Following yesterday’s post and “heated” thread discussion, which was really helpful, I am now presenting a new diagram, which hopefully clarifies the points and removes the confusion.
@jw made very meaningful observations, by pointing out that architecturally there is no difference at all between Declarative and Imperative UIs. You can apply MVI/unidirectional data flow in exactly the same way, for both.
My yesterday’s diagram was indeed confusing, by hinting a unidirectional data flow just for the Declarative UIs.
But there is an important difference between Declarative and Imperative UIs, and that is cohesion. In Declarative UIs, you just have 1 layer (Compose/SwiftUI), while in Imperative UIs, you have 2 layers (one of Kotlin/Swift code, and one of XMLLayout/InterfaceBuilder). This also means that each UI component introduces an extra relationship (coupling) between the 2 layers, which needs to be managed, with extra boilerplate code.

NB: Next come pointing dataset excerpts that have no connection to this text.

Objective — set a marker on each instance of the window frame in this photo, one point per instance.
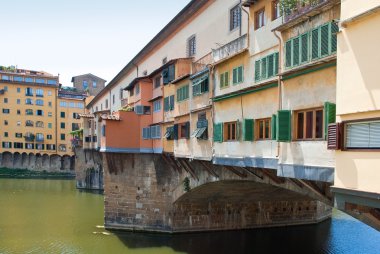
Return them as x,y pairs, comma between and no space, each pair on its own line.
295,124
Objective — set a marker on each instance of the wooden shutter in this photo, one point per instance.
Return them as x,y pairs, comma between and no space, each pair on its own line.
296,51
334,30
283,126
304,47
288,53
248,129
315,43
175,132
330,114
271,65
325,39
273,127
257,70
218,132
334,140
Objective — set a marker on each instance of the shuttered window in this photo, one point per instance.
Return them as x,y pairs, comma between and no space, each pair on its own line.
266,67
218,132
315,44
224,80
283,126
237,75
248,129
363,135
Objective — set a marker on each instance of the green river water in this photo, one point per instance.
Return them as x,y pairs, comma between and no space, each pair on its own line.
51,216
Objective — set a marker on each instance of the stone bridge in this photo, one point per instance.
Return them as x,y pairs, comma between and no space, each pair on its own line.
157,192
37,161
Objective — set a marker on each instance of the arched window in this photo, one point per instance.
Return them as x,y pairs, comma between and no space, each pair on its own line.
40,124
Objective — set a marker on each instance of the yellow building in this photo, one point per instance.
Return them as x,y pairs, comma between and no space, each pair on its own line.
69,125
356,137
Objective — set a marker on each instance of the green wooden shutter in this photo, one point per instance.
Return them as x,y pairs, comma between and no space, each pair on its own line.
283,126
305,48
276,59
330,114
271,65
288,53
218,132
334,30
296,51
257,70
325,39
264,72
273,126
315,43
248,129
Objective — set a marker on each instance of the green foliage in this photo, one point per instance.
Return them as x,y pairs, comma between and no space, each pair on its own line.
186,184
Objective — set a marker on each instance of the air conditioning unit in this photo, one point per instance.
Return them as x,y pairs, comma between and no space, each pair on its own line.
139,110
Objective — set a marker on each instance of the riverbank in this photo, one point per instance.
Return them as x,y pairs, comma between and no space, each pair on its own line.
33,174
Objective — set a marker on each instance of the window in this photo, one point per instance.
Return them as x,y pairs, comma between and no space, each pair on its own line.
230,131
39,112
362,135
260,18
276,9
29,91
29,112
263,129
309,124
85,84
157,106
191,46
169,103
266,67
29,101
39,124
237,75
157,81
224,80
200,85
235,17
39,92
183,93
312,45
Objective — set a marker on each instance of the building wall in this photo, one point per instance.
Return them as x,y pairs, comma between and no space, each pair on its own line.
358,94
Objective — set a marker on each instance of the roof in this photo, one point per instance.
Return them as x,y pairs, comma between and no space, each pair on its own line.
88,74
184,15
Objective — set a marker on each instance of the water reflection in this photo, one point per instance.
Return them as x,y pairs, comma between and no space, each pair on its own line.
51,216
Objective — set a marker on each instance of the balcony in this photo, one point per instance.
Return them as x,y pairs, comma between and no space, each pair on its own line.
232,48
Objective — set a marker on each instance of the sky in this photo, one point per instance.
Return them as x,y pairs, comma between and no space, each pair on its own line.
74,37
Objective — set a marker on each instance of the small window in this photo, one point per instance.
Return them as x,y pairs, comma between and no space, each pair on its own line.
276,9
260,18
235,17
309,124
263,127
230,131
191,46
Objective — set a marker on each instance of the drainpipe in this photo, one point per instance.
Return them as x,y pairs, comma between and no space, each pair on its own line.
280,83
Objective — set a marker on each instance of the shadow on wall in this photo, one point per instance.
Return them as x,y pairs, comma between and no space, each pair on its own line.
269,240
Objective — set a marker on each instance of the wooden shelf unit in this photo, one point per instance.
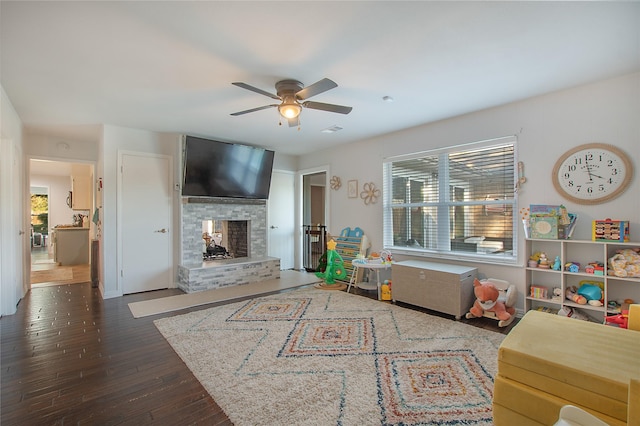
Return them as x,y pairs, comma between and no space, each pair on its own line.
583,252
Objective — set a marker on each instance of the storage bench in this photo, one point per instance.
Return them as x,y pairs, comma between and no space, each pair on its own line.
437,286
547,361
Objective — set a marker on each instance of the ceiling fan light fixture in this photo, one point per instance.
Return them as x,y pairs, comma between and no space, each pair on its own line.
289,108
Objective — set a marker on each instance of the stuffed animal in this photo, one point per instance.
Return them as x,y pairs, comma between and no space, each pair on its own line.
487,301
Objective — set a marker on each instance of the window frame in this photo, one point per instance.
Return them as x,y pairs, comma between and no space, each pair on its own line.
444,203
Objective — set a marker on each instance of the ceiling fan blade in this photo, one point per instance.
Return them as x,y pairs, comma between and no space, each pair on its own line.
316,88
255,89
327,107
253,110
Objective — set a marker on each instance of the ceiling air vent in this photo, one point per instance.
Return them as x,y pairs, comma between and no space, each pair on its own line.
331,129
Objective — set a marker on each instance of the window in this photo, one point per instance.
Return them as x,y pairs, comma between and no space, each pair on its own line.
457,202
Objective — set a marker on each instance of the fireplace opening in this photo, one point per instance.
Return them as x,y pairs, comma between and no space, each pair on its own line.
225,239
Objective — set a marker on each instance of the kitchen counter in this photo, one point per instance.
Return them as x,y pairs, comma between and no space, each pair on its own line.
71,245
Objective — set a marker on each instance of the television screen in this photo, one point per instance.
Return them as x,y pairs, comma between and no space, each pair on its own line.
220,169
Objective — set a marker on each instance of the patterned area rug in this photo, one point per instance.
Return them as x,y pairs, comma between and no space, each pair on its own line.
313,357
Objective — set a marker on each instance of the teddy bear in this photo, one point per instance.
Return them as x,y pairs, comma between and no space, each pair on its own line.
487,301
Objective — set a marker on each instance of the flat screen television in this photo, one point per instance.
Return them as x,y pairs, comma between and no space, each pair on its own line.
221,169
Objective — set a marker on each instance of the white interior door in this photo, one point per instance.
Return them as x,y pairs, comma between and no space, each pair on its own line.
145,217
281,218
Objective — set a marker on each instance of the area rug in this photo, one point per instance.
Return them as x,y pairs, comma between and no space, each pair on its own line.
313,357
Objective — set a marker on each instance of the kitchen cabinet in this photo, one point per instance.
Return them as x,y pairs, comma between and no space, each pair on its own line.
82,194
71,246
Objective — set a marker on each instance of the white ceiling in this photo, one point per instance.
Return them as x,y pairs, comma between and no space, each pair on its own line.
168,66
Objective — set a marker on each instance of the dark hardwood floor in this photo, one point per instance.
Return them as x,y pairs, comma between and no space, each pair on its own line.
70,357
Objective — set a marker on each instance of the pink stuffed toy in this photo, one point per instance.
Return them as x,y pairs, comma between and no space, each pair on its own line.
487,301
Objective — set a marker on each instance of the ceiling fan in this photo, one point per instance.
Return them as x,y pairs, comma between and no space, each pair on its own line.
291,93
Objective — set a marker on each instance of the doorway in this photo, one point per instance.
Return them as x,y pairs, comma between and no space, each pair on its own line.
50,183
314,217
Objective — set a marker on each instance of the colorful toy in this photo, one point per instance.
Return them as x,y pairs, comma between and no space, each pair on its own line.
591,292
543,262
385,290
572,294
490,304
334,266
572,267
625,263
596,268
621,319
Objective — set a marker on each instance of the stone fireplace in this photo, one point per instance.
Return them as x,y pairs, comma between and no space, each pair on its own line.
230,236
196,274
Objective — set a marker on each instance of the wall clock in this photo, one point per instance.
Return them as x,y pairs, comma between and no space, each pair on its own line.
592,173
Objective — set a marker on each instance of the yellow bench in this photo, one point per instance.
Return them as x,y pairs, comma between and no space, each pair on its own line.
548,361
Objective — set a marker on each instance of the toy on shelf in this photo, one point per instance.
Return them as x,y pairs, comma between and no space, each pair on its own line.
538,292
551,222
569,312
572,267
622,319
494,299
610,230
595,268
385,290
625,263
572,294
592,291
543,262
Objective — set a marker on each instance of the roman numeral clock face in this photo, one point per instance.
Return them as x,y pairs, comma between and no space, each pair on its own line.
592,173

Android has been trying to minimize this problem by introducing the ViewBinding, but the same mechanism doesn’t exist in iOS InterfaceBuilder, where the coupling between the 2 layers needs to be kept updated manually.
Declarative UIs don’t have this low-cohesion issue, as the data can be applied directly on the UI layout, without an extra middle layer. This removes a lot of boilerplate code and clearly speeds up development.